2.3 Computing Detection

Some community detection algorithms available in igraph are:

cluster_label_prop
cluster_edge_betweenness
cluster_fast_greedy
cluster_leading_eigen
cluster_optimal (SLOW!!)

Instead of having a predetermined idea of to which module each species belongs to, it is much more common to find the best partitioning of the nodes using one of the available community detection algorithms. Let us use the fast greedy algorithm:

modules <- cluster_fast_greedy(graph_staGen)
modules$membership # looking at the result

##  [1] 2 1 1 1 2 1 1 2 1 2

Let’s get the modularity of the best partitioning.

M <- modularity(modules)
M

## [1] 0.2218935

Again, we can now color the nodes of our graph according the module they belong to.
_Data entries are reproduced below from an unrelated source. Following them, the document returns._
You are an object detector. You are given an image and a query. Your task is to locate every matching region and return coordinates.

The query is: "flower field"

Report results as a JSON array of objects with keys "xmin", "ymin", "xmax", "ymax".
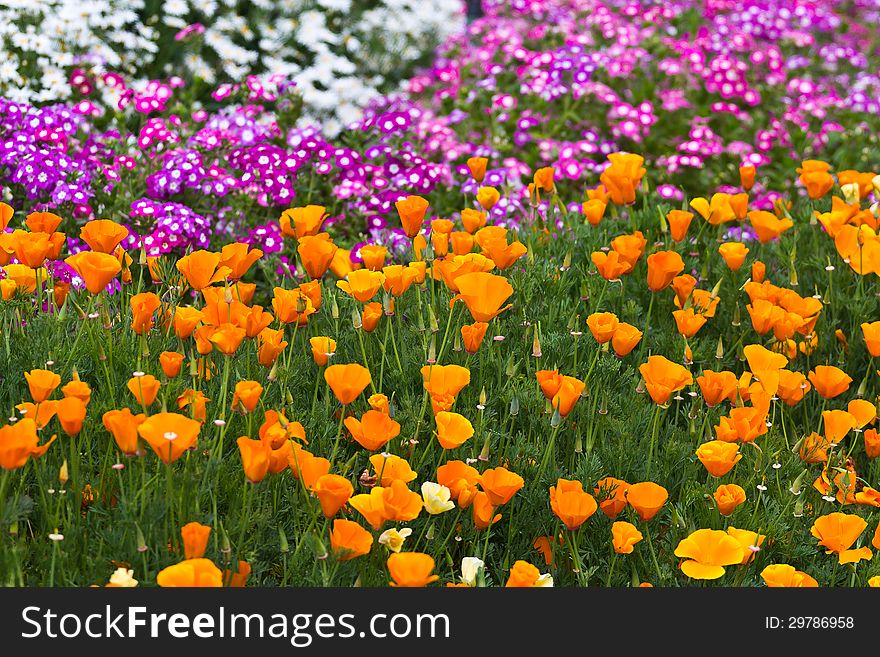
[{"xmin": 0, "ymin": 0, "xmax": 880, "ymax": 587}]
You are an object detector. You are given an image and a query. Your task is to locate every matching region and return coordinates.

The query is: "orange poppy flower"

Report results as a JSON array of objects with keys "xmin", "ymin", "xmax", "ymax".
[
  {"xmin": 0, "ymin": 417, "xmax": 55, "ymax": 470},
  {"xmin": 480, "ymin": 466, "xmax": 525, "ymax": 507},
  {"xmin": 480, "ymin": 236, "xmax": 528, "ymax": 270},
  {"xmin": 388, "ymin": 552, "xmax": 440, "ymax": 588},
  {"xmin": 324, "ymin": 363, "xmax": 372, "ymax": 406},
  {"xmin": 0, "ymin": 203, "xmax": 15, "ymax": 233},
  {"xmin": 666, "ymin": 210, "xmax": 694, "ymax": 242},
  {"xmin": 64, "ymin": 251, "xmax": 122, "ymax": 294},
  {"xmin": 15, "ymin": 399, "xmax": 58, "ymax": 429},
  {"xmin": 752, "ymin": 260, "xmax": 767, "ymax": 283},
  {"xmin": 361, "ymin": 301, "xmax": 382, "ymax": 333},
  {"xmin": 550, "ymin": 479, "xmax": 598, "ymax": 531},
  {"xmin": 336, "ymin": 269, "xmax": 385, "ymax": 303},
  {"xmin": 102, "ymin": 408, "xmax": 147, "ymax": 456},
  {"xmin": 24, "ymin": 369, "xmax": 61, "ymax": 404},
  {"xmin": 313, "ymin": 474, "xmax": 354, "ymax": 518},
  {"xmin": 863, "ymin": 429, "xmax": 880, "ymax": 458},
  {"xmin": 743, "ymin": 344, "xmax": 788, "ymax": 395},
  {"xmin": 625, "ymin": 481, "xmax": 669, "ymax": 522},
  {"xmin": 808, "ymin": 365, "xmax": 852, "ymax": 399},
  {"xmin": 138, "ymin": 413, "xmax": 202, "ymax": 463},
  {"xmin": 718, "ymin": 242, "xmax": 749, "ymax": 271},
  {"xmin": 467, "ymin": 157, "xmax": 489, "ymax": 183},
  {"xmin": 180, "ymin": 522, "xmax": 211, "ymax": 559},
  {"xmin": 130, "ymin": 292, "xmax": 162, "ymax": 335},
  {"xmin": 298, "ymin": 281, "xmax": 321, "ymax": 310},
  {"xmin": 159, "ymin": 351, "xmax": 183, "ymax": 379},
  {"xmin": 612, "ymin": 230, "xmax": 648, "ymax": 268},
  {"xmin": 296, "ymin": 233, "xmax": 339, "ymax": 280},
  {"xmin": 382, "ymin": 265, "xmax": 419, "ymax": 297},
  {"xmin": 345, "ymin": 410, "xmax": 400, "ymax": 452},
  {"xmin": 581, "ymin": 199, "xmax": 608, "ymax": 226},
  {"xmin": 126, "ymin": 374, "xmax": 161, "ymax": 406},
  {"xmin": 420, "ymin": 365, "xmax": 471, "ymax": 398},
  {"xmin": 590, "ymin": 250, "xmax": 633, "ymax": 281},
  {"xmin": 431, "ymin": 253, "xmax": 495, "ymax": 292},
  {"xmin": 272, "ymin": 287, "xmax": 316, "ymax": 326},
  {"xmin": 797, "ymin": 160, "xmax": 834, "ymax": 200},
  {"xmin": 713, "ymin": 484, "xmax": 746, "ymax": 516},
  {"xmin": 13, "ymin": 230, "xmax": 53, "ymax": 269},
  {"xmin": 367, "ymin": 393, "xmax": 391, "ymax": 415},
  {"xmin": 587, "ymin": 313, "xmax": 619, "ymax": 344},
  {"xmin": 550, "ymin": 376, "xmax": 587, "ymax": 417},
  {"xmin": 156, "ymin": 559, "xmax": 223, "ymax": 588},
  {"xmin": 856, "ymin": 486, "xmax": 880, "ymax": 507},
  {"xmin": 532, "ymin": 167, "xmax": 556, "ymax": 192},
  {"xmin": 461, "ymin": 322, "xmax": 489, "ymax": 354},
  {"xmin": 810, "ymin": 512, "xmax": 872, "ymax": 564},
  {"xmin": 730, "ymin": 193, "xmax": 749, "ymax": 221},
  {"xmin": 639, "ymin": 355, "xmax": 694, "ymax": 404},
  {"xmin": 477, "ymin": 187, "xmax": 501, "ymax": 212},
  {"xmin": 394, "ymin": 196, "xmax": 428, "ymax": 238},
  {"xmin": 611, "ymin": 521, "xmax": 644, "ymax": 554},
  {"xmin": 761, "ymin": 563, "xmax": 819, "ymax": 588},
  {"xmin": 434, "ymin": 411, "xmax": 474, "ymax": 449},
  {"xmin": 696, "ymin": 440, "xmax": 742, "ymax": 477},
  {"xmin": 348, "ymin": 486, "xmax": 386, "ymax": 531},
  {"xmin": 175, "ymin": 249, "xmax": 232, "ymax": 291},
  {"xmin": 449, "ymin": 272, "xmax": 513, "ymax": 322},
  {"xmin": 330, "ymin": 519, "xmax": 373, "ymax": 561},
  {"xmin": 648, "ymin": 251, "xmax": 684, "ymax": 292},
  {"xmin": 599, "ymin": 153, "xmax": 646, "ymax": 205},
  {"xmin": 55, "ymin": 397, "xmax": 86, "ymax": 436},
  {"xmin": 431, "ymin": 229, "xmax": 450, "ymax": 258},
  {"xmin": 672, "ymin": 308, "xmax": 706, "ymax": 338},
  {"xmin": 798, "ymin": 431, "xmax": 831, "ymax": 463},
  {"xmin": 675, "ymin": 529, "xmax": 743, "ymax": 579},
  {"xmin": 611, "ymin": 322, "xmax": 642, "ymax": 358},
  {"xmin": 504, "ymin": 559, "xmax": 553, "ymax": 588},
  {"xmin": 279, "ymin": 205, "xmax": 327, "ymax": 239}
]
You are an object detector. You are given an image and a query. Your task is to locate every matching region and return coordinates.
colbar <- rainbow(max(modules$membership))
V(graph_staGen)$color <- colbar[modules$membership]

plot(graph_staGen, 
     layout=layout_with_fr, 
     vertex.size=12, 
     margin=0.0)

This layout makes much more sense!

2.4 Exercises

Remember to follow the instructions provided in the template.R on the first day of class. For the exercises on paper, please take a picture of your work and upload it to the server or email it to me marilia.gaiarsa@ieu.uzh.ch.

2.4.0.1 Question 1

For the graph drawn below do the following (on paper):

Compute for each node its degree.
Compute the adjacency matrix.

B <- matrix(c(0,0,1,0,1,0,0,0,0,1,1,0,1,0,0,1,1,1,0,1,1,0,0,1,1,1,1,0,0,1,0,0,1,1,1,0),nrow=6,ncol=6)
graph <- graph_from_adjacency_matrix(B,mode="undirected")
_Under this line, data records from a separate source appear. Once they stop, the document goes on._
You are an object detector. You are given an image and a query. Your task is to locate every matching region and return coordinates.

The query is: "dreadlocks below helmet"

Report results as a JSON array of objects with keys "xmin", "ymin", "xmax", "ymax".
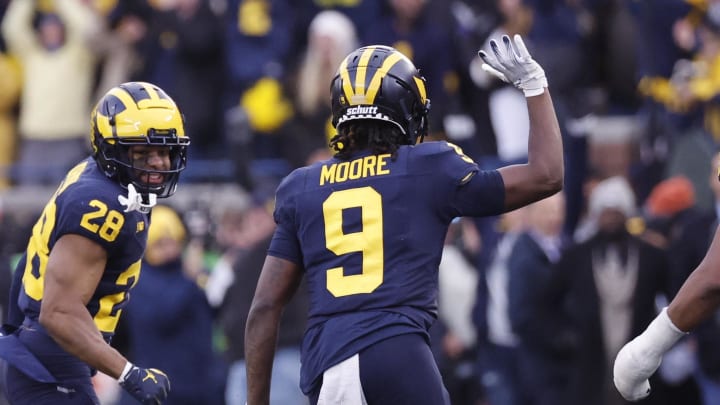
[
  {"xmin": 90, "ymin": 82, "xmax": 190, "ymax": 198},
  {"xmin": 330, "ymin": 45, "xmax": 430, "ymax": 145}
]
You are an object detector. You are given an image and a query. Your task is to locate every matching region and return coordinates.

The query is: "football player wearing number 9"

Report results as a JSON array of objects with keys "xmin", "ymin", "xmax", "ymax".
[
  {"xmin": 245, "ymin": 36, "xmax": 563, "ymax": 405},
  {"xmin": 0, "ymin": 82, "xmax": 190, "ymax": 405}
]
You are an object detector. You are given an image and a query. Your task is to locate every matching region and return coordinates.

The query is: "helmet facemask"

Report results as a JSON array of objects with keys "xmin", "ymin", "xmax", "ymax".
[
  {"xmin": 92, "ymin": 82, "xmax": 190, "ymax": 203},
  {"xmin": 96, "ymin": 129, "xmax": 190, "ymax": 199}
]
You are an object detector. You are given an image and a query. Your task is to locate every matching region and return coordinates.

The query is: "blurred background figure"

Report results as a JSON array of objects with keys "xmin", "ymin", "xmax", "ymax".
[
  {"xmin": 535, "ymin": 176, "xmax": 684, "ymax": 405},
  {"xmin": 2, "ymin": 0, "xmax": 101, "ymax": 185},
  {"xmin": 473, "ymin": 207, "xmax": 527, "ymax": 405},
  {"xmin": 507, "ymin": 193, "xmax": 569, "ymax": 405},
  {"xmin": 119, "ymin": 205, "xmax": 225, "ymax": 405},
  {"xmin": 430, "ymin": 218, "xmax": 483, "ymax": 405},
  {"xmin": 208, "ymin": 187, "xmax": 308, "ymax": 405},
  {"xmin": 0, "ymin": 24, "xmax": 22, "ymax": 190}
]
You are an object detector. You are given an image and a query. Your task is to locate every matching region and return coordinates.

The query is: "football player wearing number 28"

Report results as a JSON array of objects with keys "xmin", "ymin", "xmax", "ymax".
[
  {"xmin": 0, "ymin": 82, "xmax": 190, "ymax": 405},
  {"xmin": 245, "ymin": 36, "xmax": 563, "ymax": 405}
]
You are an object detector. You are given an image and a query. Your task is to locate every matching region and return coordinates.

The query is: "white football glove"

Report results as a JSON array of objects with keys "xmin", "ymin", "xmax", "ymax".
[
  {"xmin": 613, "ymin": 308, "xmax": 685, "ymax": 401},
  {"xmin": 118, "ymin": 184, "xmax": 157, "ymax": 214},
  {"xmin": 478, "ymin": 34, "xmax": 548, "ymax": 97}
]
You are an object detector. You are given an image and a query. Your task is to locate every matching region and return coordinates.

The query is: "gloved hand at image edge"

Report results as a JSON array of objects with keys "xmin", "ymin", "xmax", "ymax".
[
  {"xmin": 118, "ymin": 362, "xmax": 170, "ymax": 405},
  {"xmin": 613, "ymin": 308, "xmax": 686, "ymax": 401}
]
# PLot network using bipartite layout
plot(graph,
     vertex.size = 8,
     vertex.label.color = 'black',
     vertex.color = 'orange',
     margin = 0.0,
     asp = 0.5)

2.4.0.2 Question 2

Draw the graph represented by the following adjacency matrix (on paper):

\[ \\A = \begin{bmatrix} 0 & 0 & 1 & 0 & 1 \\ 0 & 0 & 0 & 1 & 1 \\ 1 & 0 & 0 & 0 & 0 \\ 0 & 1 & 0 & 0 & 1 \\ 1 & 1 & 0 & 1 & 0 \\ \end{bmatrix} \]

2.4.0.3 Question 3

The node colors of the graph below represent a partitioning of the nodes into three modules.

Use the formula from the slides to compute the modularity Q of the partitioning (on paper).
Check your answer using R.
Do you think the given node partitioning is the best, i.e. it optimizes Q (argue)?

2.4.0.4 Question 4

Using the code to download files from the Web of Life database, download the network named M_SD_001 and:

Use the community detection algorithm cluster_louvain to compute the “optimal” node partitioning (modules) for the network.
Compute the modularity M.
Plot both networks. Color the nodes according to the modules and try to find the layout that best shows the communities.